Re: Beginners guide to Net::FTP
by roffe (Initiate) on Jul 22, 2003 at 14:27 UTC
    I like the module but don't like leaving my passwd in a file that might be read by others who have root. I guess I should stick to using scp with encryption ?
      You should do that anyway, then - FTP transmits your password in the clear, so anyone who has root (or can otherwise put a NIC in promiscious mode) on any box on your LAN can sniff it. Worse, if it's a bigger network, it's not unlikely that someone can sneak into a room somewhere and plug his own laptop into your ethernet. Or such. FTP has served us well but should really be left to rest in peace - the innocent days of networking are long over.

      Makeshifts last the longest.

Re: Beginners guide to Net::FTP
by cybear (Monk) on Jan 26, 2004 at 14:11 UTC

    - cybear I used net::ftp to update some ksh ftp scripts... I gained as much as a 62% increase in throughput.

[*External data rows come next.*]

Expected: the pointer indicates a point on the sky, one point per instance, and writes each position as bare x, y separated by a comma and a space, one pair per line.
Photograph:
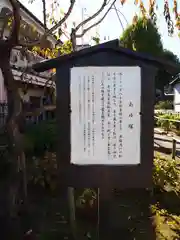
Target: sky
110, 28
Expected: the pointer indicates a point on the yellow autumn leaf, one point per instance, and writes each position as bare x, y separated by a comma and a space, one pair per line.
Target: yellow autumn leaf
136, 2
123, 1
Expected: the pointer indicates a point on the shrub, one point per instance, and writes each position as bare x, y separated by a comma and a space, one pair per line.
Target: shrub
40, 138
164, 105
166, 173
165, 122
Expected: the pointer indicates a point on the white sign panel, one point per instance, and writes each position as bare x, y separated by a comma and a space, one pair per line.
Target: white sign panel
105, 115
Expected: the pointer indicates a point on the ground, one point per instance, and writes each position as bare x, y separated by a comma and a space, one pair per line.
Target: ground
133, 215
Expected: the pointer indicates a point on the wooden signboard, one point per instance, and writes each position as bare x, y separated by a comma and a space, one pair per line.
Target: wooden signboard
105, 115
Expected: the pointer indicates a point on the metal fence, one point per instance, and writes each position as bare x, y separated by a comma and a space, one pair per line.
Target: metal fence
46, 115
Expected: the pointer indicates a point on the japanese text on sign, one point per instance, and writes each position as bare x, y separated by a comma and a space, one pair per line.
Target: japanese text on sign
105, 115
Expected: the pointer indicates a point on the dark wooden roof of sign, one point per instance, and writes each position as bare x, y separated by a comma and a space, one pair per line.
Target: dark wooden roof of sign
113, 45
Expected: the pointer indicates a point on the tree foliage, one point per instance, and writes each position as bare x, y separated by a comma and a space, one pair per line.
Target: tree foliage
149, 11
144, 37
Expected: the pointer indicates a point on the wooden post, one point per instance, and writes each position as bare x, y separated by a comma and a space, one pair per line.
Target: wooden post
105, 197
174, 148
72, 212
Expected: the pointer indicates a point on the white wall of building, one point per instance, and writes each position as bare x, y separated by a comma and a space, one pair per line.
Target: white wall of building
27, 18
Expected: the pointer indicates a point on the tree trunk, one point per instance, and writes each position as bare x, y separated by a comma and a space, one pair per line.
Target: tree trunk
10, 188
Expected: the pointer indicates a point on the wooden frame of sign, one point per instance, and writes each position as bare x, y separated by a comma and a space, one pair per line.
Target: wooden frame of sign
133, 174
115, 172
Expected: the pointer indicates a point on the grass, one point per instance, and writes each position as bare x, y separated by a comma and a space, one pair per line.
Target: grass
133, 215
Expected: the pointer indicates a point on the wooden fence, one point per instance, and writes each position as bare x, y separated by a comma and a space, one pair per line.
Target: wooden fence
47, 114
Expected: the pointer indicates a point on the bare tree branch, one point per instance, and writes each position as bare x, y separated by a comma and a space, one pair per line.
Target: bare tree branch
91, 17
51, 30
14, 35
96, 23
44, 13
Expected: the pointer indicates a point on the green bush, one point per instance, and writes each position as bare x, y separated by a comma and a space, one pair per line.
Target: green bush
164, 105
166, 124
40, 138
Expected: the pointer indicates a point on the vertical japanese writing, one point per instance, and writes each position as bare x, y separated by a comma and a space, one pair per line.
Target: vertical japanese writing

Re: Beginners guide to Net::FTP
by Anonymous Monk on Sep 03, 2004 at 09:39 UTC
    Hi,... I have trouble using net::ftp when i'm behind proxy... I use the option Firewall => 'proxy:port' but still can't make it... it returned unknown number error. anybody can help me?
Re: Beginners guide to Net::FTP
by jbowshaw (Initiate) on Mar 21, 2008 at 15:24 UTC
    Even though this is a beginner topic. It would be nice to see how to use the use Net::FTP::AutoReconnect;
    function call.
     
    The reason being is because in my project I have a 3.5 gig file to download daily. If FTP resets, I would like to know the looping structure for AutoReconnect and to restart where the FTP transfer stopped because of a connection issue.